Mustafa Kemal Atatürk’ün meşhur subaylara hitaben Afyon konuşması vardır.

Çok bilinmez.

Hain FETÖ’nün Balyoz kumpasları esnasında bu konuşmayı gündeme getirmiştim.

2010 tarihli  “O Subayların Gerçek Suçu Neydi?” başlıklı yazıda şunları demişim:

“Yaşadığımız son olaylar bize Mustafa Kemal’in 31 Temmuz 1920’de Afyonkarahisar Kolordu Karargahı’nı teftişi sırasında subaylara hitaben yaptığı konuşmayı hatırlattı. O konuşmanın bir bölümü şöyleydi:

“İngilizler… Ordumuzu kamilen lağvederek milleti muhafazai istiklali için muhtaç olduğu noktai istinattan mahrum etmeye teşebbüs ettiler… Herhalde ordu, düşmanlarımızın birinci hedefi taarruzu oldu.
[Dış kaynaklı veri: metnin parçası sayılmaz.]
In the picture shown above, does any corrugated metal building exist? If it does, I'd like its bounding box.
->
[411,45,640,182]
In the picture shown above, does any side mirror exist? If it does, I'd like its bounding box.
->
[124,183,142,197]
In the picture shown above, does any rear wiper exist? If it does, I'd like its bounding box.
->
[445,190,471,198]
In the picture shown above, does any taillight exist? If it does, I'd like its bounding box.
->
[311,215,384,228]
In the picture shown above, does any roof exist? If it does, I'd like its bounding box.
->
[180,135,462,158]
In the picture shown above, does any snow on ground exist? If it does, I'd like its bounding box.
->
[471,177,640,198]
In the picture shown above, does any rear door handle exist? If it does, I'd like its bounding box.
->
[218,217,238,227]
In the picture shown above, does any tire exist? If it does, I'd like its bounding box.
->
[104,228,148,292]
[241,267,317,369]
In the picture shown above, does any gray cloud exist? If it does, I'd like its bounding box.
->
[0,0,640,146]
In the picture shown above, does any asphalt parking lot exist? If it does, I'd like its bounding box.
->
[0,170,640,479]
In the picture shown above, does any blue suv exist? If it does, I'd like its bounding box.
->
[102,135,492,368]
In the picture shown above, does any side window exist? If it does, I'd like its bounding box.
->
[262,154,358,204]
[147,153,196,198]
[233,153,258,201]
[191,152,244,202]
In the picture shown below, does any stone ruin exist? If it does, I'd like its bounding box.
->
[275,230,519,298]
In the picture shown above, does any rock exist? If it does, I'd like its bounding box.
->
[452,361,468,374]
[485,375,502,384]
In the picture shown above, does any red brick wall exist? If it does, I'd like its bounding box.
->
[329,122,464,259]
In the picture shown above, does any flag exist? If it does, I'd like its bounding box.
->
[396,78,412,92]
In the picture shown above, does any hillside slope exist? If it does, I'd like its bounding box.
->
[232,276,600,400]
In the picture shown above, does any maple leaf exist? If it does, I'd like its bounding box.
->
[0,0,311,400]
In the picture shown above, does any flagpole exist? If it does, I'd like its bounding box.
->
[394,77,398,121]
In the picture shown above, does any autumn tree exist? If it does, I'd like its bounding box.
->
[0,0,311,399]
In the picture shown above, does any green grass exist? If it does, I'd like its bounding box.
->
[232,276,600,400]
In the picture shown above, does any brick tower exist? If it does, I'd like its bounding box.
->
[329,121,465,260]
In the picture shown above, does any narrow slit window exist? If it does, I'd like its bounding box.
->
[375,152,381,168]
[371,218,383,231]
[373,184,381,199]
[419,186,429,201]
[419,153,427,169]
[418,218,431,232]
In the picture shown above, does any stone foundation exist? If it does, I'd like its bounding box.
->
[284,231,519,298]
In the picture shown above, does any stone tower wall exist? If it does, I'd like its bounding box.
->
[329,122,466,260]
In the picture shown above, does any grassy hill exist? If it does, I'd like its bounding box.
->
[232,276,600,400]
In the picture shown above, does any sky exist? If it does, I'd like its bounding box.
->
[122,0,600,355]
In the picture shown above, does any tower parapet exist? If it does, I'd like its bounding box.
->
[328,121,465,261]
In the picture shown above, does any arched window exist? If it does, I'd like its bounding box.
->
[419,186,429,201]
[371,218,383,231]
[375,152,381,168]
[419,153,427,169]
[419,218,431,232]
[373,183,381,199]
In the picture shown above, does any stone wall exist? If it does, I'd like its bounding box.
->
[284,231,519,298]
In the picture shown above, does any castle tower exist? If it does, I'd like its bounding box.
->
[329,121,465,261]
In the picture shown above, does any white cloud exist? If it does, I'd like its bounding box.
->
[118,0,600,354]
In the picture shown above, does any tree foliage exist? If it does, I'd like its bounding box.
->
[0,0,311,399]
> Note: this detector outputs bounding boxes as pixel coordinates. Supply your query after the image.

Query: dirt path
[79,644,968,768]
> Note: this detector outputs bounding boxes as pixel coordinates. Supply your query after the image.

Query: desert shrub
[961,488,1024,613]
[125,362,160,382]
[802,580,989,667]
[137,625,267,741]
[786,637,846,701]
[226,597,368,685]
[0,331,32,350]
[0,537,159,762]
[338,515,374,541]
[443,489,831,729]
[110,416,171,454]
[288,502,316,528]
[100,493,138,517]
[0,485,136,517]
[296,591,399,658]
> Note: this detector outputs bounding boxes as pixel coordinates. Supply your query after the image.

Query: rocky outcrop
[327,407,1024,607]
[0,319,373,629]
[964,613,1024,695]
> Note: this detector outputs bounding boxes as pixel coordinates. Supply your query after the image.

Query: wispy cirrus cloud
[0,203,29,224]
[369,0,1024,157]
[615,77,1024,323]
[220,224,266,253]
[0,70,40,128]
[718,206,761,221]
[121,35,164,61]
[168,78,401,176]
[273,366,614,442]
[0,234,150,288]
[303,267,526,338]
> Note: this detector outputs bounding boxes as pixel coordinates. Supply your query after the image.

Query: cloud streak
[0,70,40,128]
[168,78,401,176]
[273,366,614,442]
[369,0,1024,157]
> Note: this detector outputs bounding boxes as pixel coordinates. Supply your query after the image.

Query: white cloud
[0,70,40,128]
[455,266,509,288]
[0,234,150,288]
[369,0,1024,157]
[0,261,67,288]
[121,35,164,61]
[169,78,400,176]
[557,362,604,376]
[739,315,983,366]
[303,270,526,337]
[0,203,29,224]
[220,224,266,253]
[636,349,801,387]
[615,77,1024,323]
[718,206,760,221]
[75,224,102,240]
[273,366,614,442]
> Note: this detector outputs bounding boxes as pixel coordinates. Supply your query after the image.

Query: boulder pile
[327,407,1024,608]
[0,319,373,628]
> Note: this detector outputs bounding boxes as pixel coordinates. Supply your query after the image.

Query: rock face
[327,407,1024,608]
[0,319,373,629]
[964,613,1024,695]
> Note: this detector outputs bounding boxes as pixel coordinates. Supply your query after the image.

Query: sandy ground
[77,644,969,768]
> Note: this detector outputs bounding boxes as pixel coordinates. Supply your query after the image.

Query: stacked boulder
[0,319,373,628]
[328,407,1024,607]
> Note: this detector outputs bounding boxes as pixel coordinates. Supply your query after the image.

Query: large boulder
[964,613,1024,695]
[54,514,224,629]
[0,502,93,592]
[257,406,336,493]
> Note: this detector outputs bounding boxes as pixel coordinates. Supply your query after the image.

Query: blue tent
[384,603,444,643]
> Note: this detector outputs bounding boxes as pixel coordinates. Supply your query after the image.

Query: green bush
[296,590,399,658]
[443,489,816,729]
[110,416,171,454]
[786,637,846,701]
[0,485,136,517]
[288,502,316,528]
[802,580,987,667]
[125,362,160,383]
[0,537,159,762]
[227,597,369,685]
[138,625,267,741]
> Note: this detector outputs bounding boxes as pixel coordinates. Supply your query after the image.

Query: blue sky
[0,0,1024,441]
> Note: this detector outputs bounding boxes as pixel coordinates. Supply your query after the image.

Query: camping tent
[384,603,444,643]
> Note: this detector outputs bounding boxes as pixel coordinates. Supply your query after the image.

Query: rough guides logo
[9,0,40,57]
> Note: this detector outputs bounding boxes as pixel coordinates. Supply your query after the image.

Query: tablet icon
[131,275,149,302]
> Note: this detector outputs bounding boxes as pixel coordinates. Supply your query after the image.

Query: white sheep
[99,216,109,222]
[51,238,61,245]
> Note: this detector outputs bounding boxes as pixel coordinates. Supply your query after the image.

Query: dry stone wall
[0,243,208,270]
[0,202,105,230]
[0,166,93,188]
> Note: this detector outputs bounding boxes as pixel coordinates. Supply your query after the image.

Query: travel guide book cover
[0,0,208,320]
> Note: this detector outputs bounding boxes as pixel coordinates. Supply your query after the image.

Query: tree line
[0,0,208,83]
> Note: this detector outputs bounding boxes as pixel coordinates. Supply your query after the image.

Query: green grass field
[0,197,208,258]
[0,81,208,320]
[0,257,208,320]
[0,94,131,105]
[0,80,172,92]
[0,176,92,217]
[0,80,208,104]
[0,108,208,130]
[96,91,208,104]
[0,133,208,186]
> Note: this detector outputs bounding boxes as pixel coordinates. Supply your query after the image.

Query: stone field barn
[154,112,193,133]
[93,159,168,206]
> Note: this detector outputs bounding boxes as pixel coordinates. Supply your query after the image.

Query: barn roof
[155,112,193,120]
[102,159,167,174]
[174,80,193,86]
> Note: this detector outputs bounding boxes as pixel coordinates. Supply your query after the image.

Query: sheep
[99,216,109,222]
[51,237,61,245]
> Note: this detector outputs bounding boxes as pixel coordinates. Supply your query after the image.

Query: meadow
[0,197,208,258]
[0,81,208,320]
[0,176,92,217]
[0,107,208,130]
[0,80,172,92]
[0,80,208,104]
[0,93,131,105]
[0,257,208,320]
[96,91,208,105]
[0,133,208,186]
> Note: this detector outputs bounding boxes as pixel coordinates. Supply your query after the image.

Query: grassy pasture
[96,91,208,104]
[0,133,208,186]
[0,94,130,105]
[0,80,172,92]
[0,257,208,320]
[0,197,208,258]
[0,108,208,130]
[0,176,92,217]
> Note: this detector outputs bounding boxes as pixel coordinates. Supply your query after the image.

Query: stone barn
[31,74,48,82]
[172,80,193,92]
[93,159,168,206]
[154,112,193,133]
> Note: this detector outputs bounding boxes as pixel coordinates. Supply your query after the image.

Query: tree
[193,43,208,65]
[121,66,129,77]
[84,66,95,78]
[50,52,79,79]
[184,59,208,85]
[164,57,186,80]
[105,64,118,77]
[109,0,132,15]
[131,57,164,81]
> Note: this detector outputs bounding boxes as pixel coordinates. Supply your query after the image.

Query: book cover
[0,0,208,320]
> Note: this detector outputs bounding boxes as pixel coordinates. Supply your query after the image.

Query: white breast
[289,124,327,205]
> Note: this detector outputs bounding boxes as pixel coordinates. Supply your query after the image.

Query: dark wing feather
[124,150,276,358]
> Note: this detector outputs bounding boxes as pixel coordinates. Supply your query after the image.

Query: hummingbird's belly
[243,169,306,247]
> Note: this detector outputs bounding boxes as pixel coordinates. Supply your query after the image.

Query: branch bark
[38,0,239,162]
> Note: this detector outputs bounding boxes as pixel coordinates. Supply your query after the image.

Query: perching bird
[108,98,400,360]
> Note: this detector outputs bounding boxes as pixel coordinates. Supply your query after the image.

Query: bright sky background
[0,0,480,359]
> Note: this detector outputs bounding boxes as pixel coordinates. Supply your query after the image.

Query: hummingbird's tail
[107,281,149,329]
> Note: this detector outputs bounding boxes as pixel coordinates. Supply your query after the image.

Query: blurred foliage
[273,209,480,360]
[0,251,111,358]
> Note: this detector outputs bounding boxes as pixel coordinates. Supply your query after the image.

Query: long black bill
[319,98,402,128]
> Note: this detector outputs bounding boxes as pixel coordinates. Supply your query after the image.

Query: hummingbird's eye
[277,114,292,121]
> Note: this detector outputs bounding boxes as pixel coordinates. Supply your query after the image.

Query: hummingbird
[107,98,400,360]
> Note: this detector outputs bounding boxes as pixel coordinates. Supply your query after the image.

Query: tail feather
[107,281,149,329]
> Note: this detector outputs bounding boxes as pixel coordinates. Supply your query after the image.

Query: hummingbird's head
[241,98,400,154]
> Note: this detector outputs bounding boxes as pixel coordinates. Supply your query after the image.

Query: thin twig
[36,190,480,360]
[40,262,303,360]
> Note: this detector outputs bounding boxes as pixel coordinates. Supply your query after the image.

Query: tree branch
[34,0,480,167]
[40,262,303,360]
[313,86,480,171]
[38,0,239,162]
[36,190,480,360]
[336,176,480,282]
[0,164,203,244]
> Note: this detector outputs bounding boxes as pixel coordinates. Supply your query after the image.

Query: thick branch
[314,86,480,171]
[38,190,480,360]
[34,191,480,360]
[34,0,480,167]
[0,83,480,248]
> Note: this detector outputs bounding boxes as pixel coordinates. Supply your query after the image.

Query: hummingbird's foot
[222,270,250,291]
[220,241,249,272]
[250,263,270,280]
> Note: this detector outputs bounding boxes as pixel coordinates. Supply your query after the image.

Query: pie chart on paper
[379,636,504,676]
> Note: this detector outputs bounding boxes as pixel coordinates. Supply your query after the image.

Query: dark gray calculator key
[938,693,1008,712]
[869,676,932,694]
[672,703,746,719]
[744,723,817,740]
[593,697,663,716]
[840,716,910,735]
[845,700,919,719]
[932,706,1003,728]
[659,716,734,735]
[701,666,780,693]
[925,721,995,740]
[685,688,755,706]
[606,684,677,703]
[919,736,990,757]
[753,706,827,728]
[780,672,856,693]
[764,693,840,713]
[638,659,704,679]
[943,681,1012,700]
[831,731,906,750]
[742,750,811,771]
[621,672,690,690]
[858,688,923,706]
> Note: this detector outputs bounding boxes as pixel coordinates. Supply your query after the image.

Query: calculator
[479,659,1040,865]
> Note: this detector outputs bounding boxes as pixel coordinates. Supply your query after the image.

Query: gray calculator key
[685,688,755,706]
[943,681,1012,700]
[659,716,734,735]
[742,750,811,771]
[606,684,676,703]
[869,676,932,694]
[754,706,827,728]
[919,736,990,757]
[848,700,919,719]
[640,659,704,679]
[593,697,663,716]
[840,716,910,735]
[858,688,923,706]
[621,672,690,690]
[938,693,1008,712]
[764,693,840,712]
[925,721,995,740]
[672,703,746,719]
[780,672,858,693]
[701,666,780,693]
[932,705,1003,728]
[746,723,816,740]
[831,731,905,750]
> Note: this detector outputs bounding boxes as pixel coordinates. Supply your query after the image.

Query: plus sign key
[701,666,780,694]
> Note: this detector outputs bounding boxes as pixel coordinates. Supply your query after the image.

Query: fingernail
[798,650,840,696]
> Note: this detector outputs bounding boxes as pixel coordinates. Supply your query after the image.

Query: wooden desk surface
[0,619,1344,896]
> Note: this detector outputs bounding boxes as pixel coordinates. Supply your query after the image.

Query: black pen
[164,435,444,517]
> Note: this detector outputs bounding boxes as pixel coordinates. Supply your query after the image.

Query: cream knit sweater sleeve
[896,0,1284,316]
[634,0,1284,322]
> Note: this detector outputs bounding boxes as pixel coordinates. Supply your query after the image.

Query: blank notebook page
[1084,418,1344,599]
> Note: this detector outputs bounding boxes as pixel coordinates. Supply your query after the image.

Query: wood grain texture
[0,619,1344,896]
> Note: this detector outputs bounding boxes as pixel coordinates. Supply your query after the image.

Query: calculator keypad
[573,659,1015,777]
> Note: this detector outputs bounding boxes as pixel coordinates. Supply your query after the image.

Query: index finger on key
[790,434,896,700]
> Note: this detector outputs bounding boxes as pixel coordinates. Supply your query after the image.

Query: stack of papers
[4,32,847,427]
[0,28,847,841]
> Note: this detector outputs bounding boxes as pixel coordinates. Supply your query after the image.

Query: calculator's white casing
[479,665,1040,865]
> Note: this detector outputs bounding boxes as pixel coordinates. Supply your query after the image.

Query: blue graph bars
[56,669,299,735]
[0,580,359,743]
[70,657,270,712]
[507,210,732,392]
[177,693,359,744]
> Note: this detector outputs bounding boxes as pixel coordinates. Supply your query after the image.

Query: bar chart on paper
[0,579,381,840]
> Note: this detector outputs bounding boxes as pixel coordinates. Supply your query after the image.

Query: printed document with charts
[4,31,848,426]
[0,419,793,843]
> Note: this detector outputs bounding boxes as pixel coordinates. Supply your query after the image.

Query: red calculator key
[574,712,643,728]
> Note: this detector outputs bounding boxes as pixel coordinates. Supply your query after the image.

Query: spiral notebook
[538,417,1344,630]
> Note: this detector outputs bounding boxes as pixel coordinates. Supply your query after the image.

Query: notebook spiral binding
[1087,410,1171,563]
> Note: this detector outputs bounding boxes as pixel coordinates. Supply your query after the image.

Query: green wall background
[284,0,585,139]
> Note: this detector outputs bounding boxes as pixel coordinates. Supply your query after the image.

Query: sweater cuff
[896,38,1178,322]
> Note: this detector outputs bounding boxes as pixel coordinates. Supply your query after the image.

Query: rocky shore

Orduyu imha etmek için mutlaka zabitini mahvetmek, zelil etmek lazımdır. Buna da teşebbüs ettiler. Bundan sonra milleti koyun sürüsü gibi boğazlamakta mevani ve müşkilat kalmaz.”

Yakın tarihe baktığımızda Kemalist ve bağımsızlıkçı Türk askerleri ilk kez bugün hedef alınmıyor.
12 Mart darbesini izleyen günlerde önce 13 subay “9 Mart hareketine” dahil oldukları gerekçesiyle emekliye sevk edildi. Daha sonra 18 ay içinde 700’den fazla subay ve askeri öğrenci tasfiye edildi.
12 Eylül darbesinde ise 2000’den fazla Kemalist subay, Amerikancı generaller tarafından emekliye ayrılmak zorunda bırakıldı. Kimileri suçlandı, hapis yattı.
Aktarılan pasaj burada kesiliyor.